It has been a while since I last posted photos of a dinner at Chef Mavro, one of our favorite restaurants. The restaurant has redone its menu a bit, allowing guests to choose from a selection of small plates or to embark on a 9 course Bataan death march of a tasting menu. We’ve done the tasting menu before—it’s fabulous and not to be missed!—but wanted to focus on our most recent meal, where we selected from the small plates.
We started with a foie gras parfait that included hibiscus, asian pear, yuzu, and malasadas. (Actually, we started with two of them because our party of four included a 16 year old velociraptor.) Our family loves foie gras, and this version was one of the best we’ve ever had. The inclusion of the citrus/sweet flavors set off the richness of the foie gras perfectly.
Next up was the ahi poke, served with ogo, chives, Aleppo pepper, and taro crisps. Poke has become the “in” thing these days with poke restaurants popping up everywhere from California to DC, but it is originally a Hawaiian dish (hopefully, the New York Times food writers will not “discover” it the way they discovered bubble tea, as a New York invention). The taro crisps were light and fresh, and the poke with the sauce had a lovely rich taste to it.

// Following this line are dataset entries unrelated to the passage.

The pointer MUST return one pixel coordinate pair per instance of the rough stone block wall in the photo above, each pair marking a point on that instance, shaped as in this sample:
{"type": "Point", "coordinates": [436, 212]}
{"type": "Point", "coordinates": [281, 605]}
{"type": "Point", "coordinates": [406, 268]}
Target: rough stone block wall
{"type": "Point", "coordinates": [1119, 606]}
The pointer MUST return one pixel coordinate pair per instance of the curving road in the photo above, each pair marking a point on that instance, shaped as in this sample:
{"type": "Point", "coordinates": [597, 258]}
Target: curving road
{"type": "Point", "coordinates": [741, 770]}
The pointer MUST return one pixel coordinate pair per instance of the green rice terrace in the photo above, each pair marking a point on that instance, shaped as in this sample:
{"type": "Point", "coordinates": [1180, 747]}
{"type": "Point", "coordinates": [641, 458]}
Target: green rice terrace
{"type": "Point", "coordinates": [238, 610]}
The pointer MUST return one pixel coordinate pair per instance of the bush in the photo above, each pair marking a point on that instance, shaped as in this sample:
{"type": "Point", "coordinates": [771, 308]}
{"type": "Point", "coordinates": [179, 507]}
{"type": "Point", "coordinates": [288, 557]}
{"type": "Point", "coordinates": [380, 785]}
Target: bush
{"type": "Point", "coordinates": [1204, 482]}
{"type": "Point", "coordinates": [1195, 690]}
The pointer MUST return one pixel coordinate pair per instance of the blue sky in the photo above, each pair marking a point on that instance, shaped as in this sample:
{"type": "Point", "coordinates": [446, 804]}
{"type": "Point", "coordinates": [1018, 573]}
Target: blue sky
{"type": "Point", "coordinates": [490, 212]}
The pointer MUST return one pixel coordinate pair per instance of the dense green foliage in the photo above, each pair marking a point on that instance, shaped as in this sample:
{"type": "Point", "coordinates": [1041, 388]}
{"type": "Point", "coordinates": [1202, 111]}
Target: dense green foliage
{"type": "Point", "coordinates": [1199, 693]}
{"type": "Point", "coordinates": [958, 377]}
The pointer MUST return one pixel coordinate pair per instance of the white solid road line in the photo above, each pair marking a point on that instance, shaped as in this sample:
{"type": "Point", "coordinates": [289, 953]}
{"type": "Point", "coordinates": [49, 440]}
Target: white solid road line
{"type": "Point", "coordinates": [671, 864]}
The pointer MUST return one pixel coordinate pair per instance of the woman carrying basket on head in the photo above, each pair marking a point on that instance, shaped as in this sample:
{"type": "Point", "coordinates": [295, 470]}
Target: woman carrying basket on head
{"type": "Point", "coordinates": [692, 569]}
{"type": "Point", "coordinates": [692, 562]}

The third course was the egg “poutargue” with an egg, Yukon potato, San Danielle prosciutto, and sun-dried fish roe. The saltiness of the prosciutto gave the dish a nice flavor to go with the egg and fish roe. Yum!
To our shock, our velociraptor asked for the keahole lobster (liking lobster is a recent thing for him). The lobster was served with kale, ginger, okra, and soursop. While excellent (because everything here is excellent), it was probably the weakest of the dishes.
The next dish was the island free range chicken, served with a tarragon mousse, island cream corn, Swiss chard, and foie gras jus. Chef Mavro used to do a chicken multi-course dinner that Jim and I still talk about. This is a microcosm of that dinner and delectable. I am generally not a fan of white meat because it is more often than not dry and flavorless. This, however, was neither, and if more people could serve chicken like this, I would no longer be a white meat hater. Enough said.
The final entree dish was a Miyazaki wagyu fricassee with chimichurri, breadfruit, warabi, and mustard seeds. You have to be a ham-handed chef to ruin wagyu, and there are no ham-handed chefs here. On the other hand, you have to be a gifted chef to make the most out of the wagyu and that certainly was the case here. The meat was perfectly cooked, tender and flavorful, and the accompanying ingredients provided additional flavor and texture.
Dessert was a citrus dessert—light, flavorful, and a perfect end to the dinner—and a chocolate dessert—rich, bold, and also a perfect end to the dinner.
We have fond memories of Chef Mavro over the years, and each meal has been delicious and memorable. We look forward to many more years of dining there!